Ni los expertos pueden creer lo que ocurrió: “es la primera vez en la historia que hemos visto algo como esto”, señaló Marco Percoco, profesor adjunto de Economía del Transporte en la Universidad Bocconi en Milán, refiriéndose a la velocidad y la magnitud del declive de la contaminación en Italia y China. “Lo que vimos en China fue un efecto muy acelerado”, afirmó Joanna Joiner, una física atmosférica de la NASA al New York Times refiriéndose al análisis generado por esa agencia respecto a las emisiones de dióxido de nitrógeno sobre el este y el centro de China, que fueron significativamente más bajas durante enero y febrero de este año, comparadas con los niveles normales de ese periodo.

Los científicos de la NASA aseguran que la reducción de la contaminación fue evidente por primera vez en la ciudad de origen del virus, pero que terminó expandiéndose por todo el país. “Es la primera vez que veo una caída tan dramática en un área tan amplia para un evento específico”, dijo Fei Liu, investigadora de calidad del aire en el Centro de Vuelo Espacial Goddard de la NASA.

Y el mismo fenómeno se repite en otros países, como Italia, donde las aguas se están aclarando y los peces, como señalábamos antes, están volviendo a aparecer en lugares que no frecuentaban desde hacía décadas. España, epicentro del coronavirus como China e Italita, también bajo drásticamente sus niveles de contaminación.

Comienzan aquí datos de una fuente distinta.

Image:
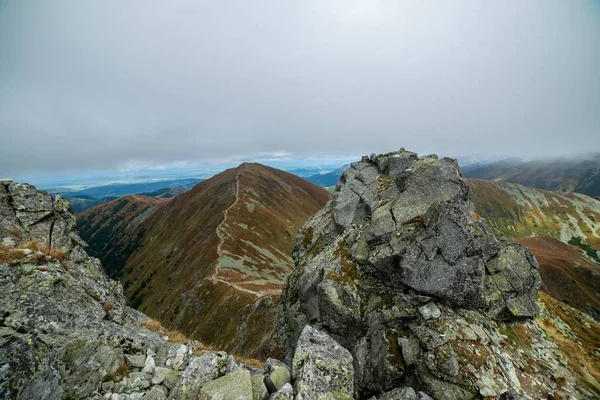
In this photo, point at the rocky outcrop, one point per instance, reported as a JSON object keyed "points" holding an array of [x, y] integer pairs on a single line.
{"points": [[65, 329], [400, 272]]}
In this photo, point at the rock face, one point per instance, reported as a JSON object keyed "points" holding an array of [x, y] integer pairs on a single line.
{"points": [[400, 271], [65, 329]]}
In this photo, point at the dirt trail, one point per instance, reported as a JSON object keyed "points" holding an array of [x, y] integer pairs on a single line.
{"points": [[221, 235]]}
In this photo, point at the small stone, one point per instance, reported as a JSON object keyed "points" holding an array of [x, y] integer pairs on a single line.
{"points": [[430, 311]]}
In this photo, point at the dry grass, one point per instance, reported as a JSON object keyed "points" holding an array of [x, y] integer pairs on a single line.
{"points": [[154, 326], [31, 245], [16, 232], [177, 337], [10, 256], [54, 253]]}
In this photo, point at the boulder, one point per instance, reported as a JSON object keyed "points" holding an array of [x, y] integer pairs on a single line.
{"points": [[321, 368], [277, 374], [391, 264], [234, 386]]}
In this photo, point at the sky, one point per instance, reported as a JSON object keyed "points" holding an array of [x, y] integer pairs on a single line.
{"points": [[115, 85]]}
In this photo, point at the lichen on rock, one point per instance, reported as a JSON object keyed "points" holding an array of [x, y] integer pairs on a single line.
{"points": [[403, 276]]}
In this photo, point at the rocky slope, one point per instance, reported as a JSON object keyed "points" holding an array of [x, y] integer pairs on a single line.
{"points": [[113, 230], [402, 274], [541, 220], [222, 248], [66, 332]]}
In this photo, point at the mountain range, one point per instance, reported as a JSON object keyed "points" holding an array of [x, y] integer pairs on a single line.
{"points": [[221, 248], [581, 175]]}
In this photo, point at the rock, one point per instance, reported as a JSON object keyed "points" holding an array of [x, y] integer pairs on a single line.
{"points": [[136, 361], [395, 260], [155, 394], [234, 386], [286, 392], [321, 367], [207, 367], [400, 394], [149, 365], [259, 389], [166, 376], [277, 374]]}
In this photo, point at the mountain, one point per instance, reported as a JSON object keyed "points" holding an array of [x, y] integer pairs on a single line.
{"points": [[405, 290], [81, 203], [112, 230], [562, 230], [221, 248], [328, 179], [122, 189], [67, 333], [399, 291], [563, 175]]}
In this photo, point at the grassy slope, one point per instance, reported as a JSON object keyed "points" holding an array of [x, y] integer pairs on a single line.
{"points": [[546, 222], [112, 229], [179, 276]]}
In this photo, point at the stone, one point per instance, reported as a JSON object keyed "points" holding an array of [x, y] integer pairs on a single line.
{"points": [[234, 386], [259, 389], [321, 367], [137, 360], [286, 392], [277, 374], [400, 259], [399, 394], [429, 311], [149, 365], [204, 368]]}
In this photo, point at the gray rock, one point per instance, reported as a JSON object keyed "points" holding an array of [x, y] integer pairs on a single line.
{"points": [[136, 361], [259, 389], [399, 394], [234, 386], [277, 374], [400, 257], [207, 367], [321, 367], [286, 392]]}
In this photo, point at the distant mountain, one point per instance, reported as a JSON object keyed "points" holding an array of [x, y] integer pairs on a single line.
{"points": [[165, 193], [117, 190], [81, 203], [222, 248], [112, 230], [328, 179], [562, 230], [563, 175]]}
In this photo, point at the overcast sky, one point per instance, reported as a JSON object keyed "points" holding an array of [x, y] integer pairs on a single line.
{"points": [[94, 85]]}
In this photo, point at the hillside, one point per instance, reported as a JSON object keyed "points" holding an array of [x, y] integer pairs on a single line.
{"points": [[563, 175], [112, 230], [562, 230], [221, 248]]}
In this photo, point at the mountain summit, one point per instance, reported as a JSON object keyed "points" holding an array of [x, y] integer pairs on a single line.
{"points": [[221, 248]]}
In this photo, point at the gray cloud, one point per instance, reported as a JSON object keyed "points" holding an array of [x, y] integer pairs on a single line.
{"points": [[96, 85]]}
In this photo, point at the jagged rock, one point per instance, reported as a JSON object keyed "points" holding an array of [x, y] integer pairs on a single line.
{"points": [[234, 386], [391, 264], [137, 360], [321, 367], [285, 393], [259, 389], [400, 394], [277, 374], [207, 367]]}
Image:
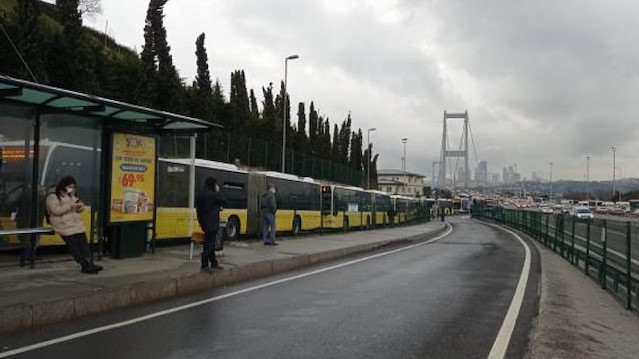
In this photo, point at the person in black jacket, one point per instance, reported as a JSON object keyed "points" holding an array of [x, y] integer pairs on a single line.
{"points": [[268, 206], [208, 205]]}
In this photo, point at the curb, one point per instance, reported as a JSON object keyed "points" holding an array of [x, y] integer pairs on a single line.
{"points": [[29, 316]]}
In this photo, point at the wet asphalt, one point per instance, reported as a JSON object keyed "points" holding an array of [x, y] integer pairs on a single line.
{"points": [[445, 299]]}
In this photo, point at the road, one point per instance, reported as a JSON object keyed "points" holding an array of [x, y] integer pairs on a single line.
{"points": [[445, 299]]}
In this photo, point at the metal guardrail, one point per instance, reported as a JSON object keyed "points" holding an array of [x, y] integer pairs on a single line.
{"points": [[605, 249], [14, 232]]}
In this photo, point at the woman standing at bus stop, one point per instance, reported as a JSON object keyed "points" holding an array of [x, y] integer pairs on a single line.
{"points": [[64, 208]]}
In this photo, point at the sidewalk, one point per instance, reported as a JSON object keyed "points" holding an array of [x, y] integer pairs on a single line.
{"points": [[56, 290], [577, 319]]}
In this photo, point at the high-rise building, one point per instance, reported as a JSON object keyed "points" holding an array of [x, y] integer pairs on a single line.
{"points": [[481, 173]]}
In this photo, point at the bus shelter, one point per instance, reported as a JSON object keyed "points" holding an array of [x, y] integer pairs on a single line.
{"points": [[110, 147]]}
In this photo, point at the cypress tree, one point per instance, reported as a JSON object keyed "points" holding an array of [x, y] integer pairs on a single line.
{"points": [[148, 84], [313, 129], [219, 104], [29, 40], [74, 66], [335, 155], [255, 112], [301, 127], [203, 106], [170, 90], [269, 119], [239, 101], [356, 151]]}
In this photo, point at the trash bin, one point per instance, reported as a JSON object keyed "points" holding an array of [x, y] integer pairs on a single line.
{"points": [[128, 239]]}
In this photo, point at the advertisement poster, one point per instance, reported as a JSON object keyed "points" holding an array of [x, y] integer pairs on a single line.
{"points": [[132, 178]]}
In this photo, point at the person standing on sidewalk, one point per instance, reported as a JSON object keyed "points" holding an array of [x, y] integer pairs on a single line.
{"points": [[268, 207], [64, 208], [208, 205]]}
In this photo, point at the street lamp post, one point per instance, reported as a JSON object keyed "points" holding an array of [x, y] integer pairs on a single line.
{"points": [[404, 140], [368, 164], [614, 170], [284, 126], [550, 194], [587, 178]]}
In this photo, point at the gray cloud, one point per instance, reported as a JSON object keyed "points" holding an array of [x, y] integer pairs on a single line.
{"points": [[542, 81]]}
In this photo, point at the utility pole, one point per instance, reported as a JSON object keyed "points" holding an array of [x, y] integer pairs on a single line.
{"points": [[368, 166], [587, 178], [284, 124], [550, 193], [614, 170], [404, 140]]}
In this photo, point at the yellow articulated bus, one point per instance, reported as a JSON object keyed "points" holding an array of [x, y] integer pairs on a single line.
{"points": [[345, 207], [57, 159], [174, 219], [382, 206], [298, 199]]}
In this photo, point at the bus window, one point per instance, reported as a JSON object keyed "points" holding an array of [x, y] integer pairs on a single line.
{"points": [[327, 199], [173, 189]]}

Frente a todo esto, no cabría preguntarse ¿cuál es la verdadera plaga? ¿cuál el verdadero virus que deberíamos empezar a combatir?Esta es una crisis sin precedentes, estos son días sin precedentes, estamos aprendiendo a vivir de nuevo, adaptándonos lo mejor que podemos a las circunstancias que nos impone la situación, en ese contexto, aprender de lo que nos pasa sería un gesto humano de resiliencia.

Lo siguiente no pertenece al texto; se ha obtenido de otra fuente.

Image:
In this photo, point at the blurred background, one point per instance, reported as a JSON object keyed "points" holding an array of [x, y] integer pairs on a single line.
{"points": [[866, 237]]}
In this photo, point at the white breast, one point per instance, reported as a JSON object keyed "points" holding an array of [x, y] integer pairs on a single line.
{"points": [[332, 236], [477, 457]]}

Ciertamente el planeta no puede volver a estar en un segundo plano frente a nuestra actividad económica. El coronavirus tal vez sirva para enseñarnos que de poco sirven los mercados, las finanzas y toda la parafernalia de los que creen que manejan el mundo cuando lo que está en juego es la vida. Tal vez, el coronavirus sirva para enseñarnos que, sin el planeta sano, no tenemos ninguna posibilidad de futuro y que nosotros somos la única y verdadera plaga a combatir.